The carbon footprint of your water
Published Tuesday, February 28, 2017 in the New Brunswick Telegraph Journal and the Fredericton Daily Gleaner.
“Water has a carbon footprint? Impossible – it’s made up of two hydrogen atoms attached to one oxygen.”
True, there’s no carbon in water. But the water we use does indeed have a carbon footprint. Here’s an overview of what it is, and what you can do to help reduce your share of it.
Virtually every product or service has what’s referred to as ‘embodied energy’ – the energy that was used in the creation of that product or service, from start to finish.
For example, the embodied energy of a carrot at the grocery store would include sunlight, but also fuel for tractors and trucks; electricity for storage and processing; plus packaging, fertilizer and more.

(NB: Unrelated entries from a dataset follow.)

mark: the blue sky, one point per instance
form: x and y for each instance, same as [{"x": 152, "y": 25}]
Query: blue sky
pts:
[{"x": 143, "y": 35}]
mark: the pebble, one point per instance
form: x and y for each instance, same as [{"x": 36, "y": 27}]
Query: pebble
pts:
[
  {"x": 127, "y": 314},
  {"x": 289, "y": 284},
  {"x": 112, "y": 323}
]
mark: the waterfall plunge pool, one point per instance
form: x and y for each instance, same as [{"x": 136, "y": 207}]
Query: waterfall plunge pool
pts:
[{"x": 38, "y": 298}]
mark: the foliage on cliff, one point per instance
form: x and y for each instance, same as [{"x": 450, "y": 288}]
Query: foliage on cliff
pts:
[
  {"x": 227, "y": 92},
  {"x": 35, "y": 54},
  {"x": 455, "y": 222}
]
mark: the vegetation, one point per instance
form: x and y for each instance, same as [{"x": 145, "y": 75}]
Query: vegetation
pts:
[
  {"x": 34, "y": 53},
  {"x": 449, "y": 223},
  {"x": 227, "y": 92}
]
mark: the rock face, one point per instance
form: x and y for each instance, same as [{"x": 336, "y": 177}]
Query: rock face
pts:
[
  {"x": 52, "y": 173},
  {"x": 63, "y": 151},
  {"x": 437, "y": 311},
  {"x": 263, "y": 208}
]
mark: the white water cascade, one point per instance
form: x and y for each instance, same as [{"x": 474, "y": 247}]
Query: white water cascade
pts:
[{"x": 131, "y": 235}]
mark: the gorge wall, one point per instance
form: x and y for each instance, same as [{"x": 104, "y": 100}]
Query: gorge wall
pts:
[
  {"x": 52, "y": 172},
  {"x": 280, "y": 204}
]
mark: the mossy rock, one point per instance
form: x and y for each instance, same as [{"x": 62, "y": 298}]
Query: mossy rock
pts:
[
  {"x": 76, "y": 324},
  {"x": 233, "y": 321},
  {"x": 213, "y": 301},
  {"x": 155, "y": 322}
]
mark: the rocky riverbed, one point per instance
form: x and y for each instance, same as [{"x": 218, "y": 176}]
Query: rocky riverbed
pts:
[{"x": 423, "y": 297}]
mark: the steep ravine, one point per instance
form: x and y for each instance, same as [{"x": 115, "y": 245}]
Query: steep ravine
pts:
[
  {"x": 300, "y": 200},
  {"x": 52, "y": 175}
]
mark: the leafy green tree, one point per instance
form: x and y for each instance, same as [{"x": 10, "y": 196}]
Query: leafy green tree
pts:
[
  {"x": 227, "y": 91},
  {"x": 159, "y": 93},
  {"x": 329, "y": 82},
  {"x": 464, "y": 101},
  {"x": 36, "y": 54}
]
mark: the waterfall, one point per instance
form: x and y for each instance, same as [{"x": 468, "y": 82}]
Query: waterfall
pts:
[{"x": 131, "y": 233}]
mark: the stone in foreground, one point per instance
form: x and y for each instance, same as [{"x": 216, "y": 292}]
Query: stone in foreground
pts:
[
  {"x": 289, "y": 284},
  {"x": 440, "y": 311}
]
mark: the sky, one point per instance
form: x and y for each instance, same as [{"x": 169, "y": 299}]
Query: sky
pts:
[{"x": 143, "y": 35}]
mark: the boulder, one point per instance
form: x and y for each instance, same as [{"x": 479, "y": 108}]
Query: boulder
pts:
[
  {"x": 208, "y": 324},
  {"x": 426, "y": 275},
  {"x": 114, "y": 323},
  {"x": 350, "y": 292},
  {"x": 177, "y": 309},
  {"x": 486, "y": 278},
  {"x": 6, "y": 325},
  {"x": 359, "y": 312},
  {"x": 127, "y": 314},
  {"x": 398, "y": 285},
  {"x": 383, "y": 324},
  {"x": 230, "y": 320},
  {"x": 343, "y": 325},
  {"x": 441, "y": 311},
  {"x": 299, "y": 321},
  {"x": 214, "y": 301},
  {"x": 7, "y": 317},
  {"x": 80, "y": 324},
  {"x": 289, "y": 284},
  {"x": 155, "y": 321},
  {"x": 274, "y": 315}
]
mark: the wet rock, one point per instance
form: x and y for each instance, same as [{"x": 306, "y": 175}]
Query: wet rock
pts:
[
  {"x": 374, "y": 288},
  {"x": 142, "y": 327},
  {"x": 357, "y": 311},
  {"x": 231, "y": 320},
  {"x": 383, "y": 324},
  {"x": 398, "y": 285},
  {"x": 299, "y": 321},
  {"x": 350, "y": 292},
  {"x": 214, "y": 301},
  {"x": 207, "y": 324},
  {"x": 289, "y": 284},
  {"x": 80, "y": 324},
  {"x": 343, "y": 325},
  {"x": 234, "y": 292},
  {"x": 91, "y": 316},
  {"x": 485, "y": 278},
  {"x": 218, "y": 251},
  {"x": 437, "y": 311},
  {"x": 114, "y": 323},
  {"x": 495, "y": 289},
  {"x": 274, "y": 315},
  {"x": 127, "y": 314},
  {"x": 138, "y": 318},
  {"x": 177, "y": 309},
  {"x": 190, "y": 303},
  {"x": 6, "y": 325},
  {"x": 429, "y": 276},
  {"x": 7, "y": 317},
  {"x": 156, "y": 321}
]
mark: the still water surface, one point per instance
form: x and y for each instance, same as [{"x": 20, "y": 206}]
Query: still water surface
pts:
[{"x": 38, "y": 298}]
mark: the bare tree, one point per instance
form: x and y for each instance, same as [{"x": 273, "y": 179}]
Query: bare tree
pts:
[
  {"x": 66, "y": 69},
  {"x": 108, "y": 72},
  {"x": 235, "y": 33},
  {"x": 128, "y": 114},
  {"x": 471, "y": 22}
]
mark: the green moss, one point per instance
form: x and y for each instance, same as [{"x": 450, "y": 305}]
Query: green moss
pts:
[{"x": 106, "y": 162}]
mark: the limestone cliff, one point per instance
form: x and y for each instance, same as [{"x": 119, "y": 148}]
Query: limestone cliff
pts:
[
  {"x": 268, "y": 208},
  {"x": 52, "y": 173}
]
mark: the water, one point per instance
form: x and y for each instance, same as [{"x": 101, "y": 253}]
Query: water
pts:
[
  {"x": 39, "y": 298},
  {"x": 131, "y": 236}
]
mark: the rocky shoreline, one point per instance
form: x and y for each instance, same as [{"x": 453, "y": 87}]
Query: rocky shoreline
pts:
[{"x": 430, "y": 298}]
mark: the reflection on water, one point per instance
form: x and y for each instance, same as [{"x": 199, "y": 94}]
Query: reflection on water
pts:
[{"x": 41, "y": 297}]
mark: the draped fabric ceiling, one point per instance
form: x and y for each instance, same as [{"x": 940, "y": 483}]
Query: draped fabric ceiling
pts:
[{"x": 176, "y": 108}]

The embodied energy of a Google search would include a portion of the energy it took to manufacture and install all those wires and computer servers that transmit and process your search, plus a portion of the massive amount of electricity it takes to keep the internet up and running.
Since so much of our energy comes from fossil fuels, a product or service’s embodied energy is essentially its carbon footprint.
The carbon footprint of water
The water that flows from our taps has embodied energy in four main areas:
Raw water extraction and treatment: the energy required to pump water from wells or reservoirs and through treatment plants. Among NB’s three largest cities, Fredericton is lucky: its water is drawn from wells in the downtown area. Both Saint John and Moncton pump their water from reservoirs 10 kilometers away.
Distribution: the energy required to pump water through underground lines to towers, tanks and end users. Distribution energy is often high owing to three factors. First, water needs to be supplied to users at 30-80 pounds per square inch of pressure, and pressure takes energy. Second, it takes more energy to distribute water over hilly terrain, as is the reality in Saint John and Fredericton. Third, it’s estimated that, in the average municipality, 20-30 per cent of water is lost through leakage; the figure can be much higher with older systems. Leaks mean a lot of wasted pumping.
Wastewater collection: true, water runs downhill unaided. But wastewater often needs a boost to help it get to the local sewage treatment plant, so lift stations – IE pumps – are required en route. Fredericton has about 30 scattered throughout the city.
Wastewater treatment: the energy required to run circulating pumps, compressors to aerate water in treatment lagoons and UV lights to disinfect water before it’s released.
Add everything up and it’s easy to see: every liter of water we use has embodied energy and thus a carbon footprint. In the US, it’s estimated that four per cent of all electricity goes into pumping and treating water and wastewater. (And, rural residents, don’t feel totally smug – unless, of course, your system runs on gravity.)
Lighten your footprint
How can you reduce your ‘water carbon footprint’?
- Fix leaky faucets; they can lose up to 10,000 litres a year
- Check if your toilet is leaking by placing a drop of food coloring in your toilet tank and seeing if any color seeps into the bowl; if so, replace the flapper (a simple job and a cheap part)
- Turn off the tap while brushing your teeth; turn it off or run it at a trickle while washing your hands.
- Install a low flow showerhead (and save on hot water too)
- Replacing your clothes washer? Make sure your new one is a high efficiency model.
- Replace your toilet with a low-flow model, even a dual-flush low flow model
- For the hard-core: when it’s yellow, leave it mellow...
- If your municipality has flat water rates, lobby leaders for water meters so everyone pays in accordance with their usage. It’s an up-front investment that typically leads to a 20 percent reduction in water consumption.
So use water as wisely as you can: to save on your water bill and reduce your ‘water carbon footprint’.